Take key accounts, Miyao said, where the future is driven by developing strategic models to concentrate firm resources more effectively. Fund companies should also build deeper relationships with fewer partners, he said, and work more closely with sales to keep them updated on partner activity. Hold fewer meetings and increase targeted marketing, he also suggested.

Of note, Miyao said, is determining which customers and/or sales partners merit greater focus. That decision, he says, will be based not just on assets under management, but on additional factors, including product/service fit and share of wallet, or how much of your customers' business you can control.

Say, for example, an asset manager has at one end of the spectrum a small broker/dealer that accounts for $20 million of business annually and has an upside of $10 million in the near future. At the other end, meanwhile, is a top-tier firm that accounts for $200 million annually and has a growth potential of another $200 million. Certainly, Miyao said, an asset manager's sales and marketing executive doesn't want to overlook the little guy, but today's ultra-competitive market compels them to move additional resources to the $200 million customer.

At the same time, they don't want to lose the additional $10 million from the small broker/dealer, Miyao noted. Funds can still reach those secondary customers by building up the internal sales force (see MME 1/31/05). At the same time, "hybrid" teams of internal and external salespeople can work exclusively with top-tier financial advisers, while "a second set of internals would work with advisers who are not among the top tier," he continued.

"That enables you to have more reach and a more targeted message. That's how you address the issue of not being able to reach all of them, as well as the issue of reaching the right ones."

And finally, there's marketing, where the future is driven by a model that de-emphasizes product and places greater focus on customer segmentation and targeted marketing. Asset management firms, Miyao said, must move away from a broad segmentation scheme and begin to define needs-based customer groups.

Miyao cited, for example, what a recent kasina study called the "self-sufficient adviser," one of six behavior-based, or "persona," segments. The self-sufficient adviser doesn't like interaction with wholesalers. Rather, they prefer to be provided strictly with product information, like recent performance and underlying assets.

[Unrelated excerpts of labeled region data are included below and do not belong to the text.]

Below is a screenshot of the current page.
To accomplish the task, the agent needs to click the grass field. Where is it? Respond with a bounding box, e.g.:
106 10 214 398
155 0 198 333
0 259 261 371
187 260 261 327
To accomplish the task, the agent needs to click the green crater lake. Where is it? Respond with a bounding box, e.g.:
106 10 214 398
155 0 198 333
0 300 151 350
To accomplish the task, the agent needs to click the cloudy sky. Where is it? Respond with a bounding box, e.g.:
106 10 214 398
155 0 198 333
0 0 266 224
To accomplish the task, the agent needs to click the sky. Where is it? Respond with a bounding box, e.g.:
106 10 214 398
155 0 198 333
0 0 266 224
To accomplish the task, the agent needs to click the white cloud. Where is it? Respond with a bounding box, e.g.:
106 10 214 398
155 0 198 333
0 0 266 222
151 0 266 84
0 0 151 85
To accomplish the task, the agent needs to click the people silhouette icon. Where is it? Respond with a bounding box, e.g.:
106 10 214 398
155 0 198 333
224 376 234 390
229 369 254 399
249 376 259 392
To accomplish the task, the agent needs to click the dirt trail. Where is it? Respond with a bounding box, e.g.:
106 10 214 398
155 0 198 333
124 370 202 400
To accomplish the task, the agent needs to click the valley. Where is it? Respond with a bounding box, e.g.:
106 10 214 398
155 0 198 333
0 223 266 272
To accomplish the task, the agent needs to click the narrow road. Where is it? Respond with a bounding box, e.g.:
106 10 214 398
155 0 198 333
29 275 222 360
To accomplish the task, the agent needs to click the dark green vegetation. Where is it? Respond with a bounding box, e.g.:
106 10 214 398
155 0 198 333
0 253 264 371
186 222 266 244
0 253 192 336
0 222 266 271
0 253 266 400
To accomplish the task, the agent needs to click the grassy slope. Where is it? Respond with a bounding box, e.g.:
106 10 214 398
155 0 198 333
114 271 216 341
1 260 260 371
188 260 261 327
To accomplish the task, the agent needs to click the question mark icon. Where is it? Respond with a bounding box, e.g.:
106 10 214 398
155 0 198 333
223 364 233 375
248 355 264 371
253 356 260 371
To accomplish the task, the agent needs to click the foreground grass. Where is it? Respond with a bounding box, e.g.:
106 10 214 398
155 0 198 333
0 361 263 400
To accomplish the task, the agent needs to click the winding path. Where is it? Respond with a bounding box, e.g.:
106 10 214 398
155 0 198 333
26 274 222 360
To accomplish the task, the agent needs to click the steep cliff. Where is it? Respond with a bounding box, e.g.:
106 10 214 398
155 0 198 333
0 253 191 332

On the other side of the scale is what kasina characterizes as the "advice-seeker," a financial adviser who welcomes help from asset managers and usually carries about 38 clients to the self-sufficient's+ average of 255 clients. The advice-seeker tends to work with a broad array of products, whereas the self-sufficient might sell mutual funds exclusively. In addition, the average advice-seeker client is a $68,000 account, while the typical self-sufficient client is a $215,000 account.

"So, selling to these groups is very different. By knowing [their behavior], you can do more targeted marketing and better influence the sale," he said.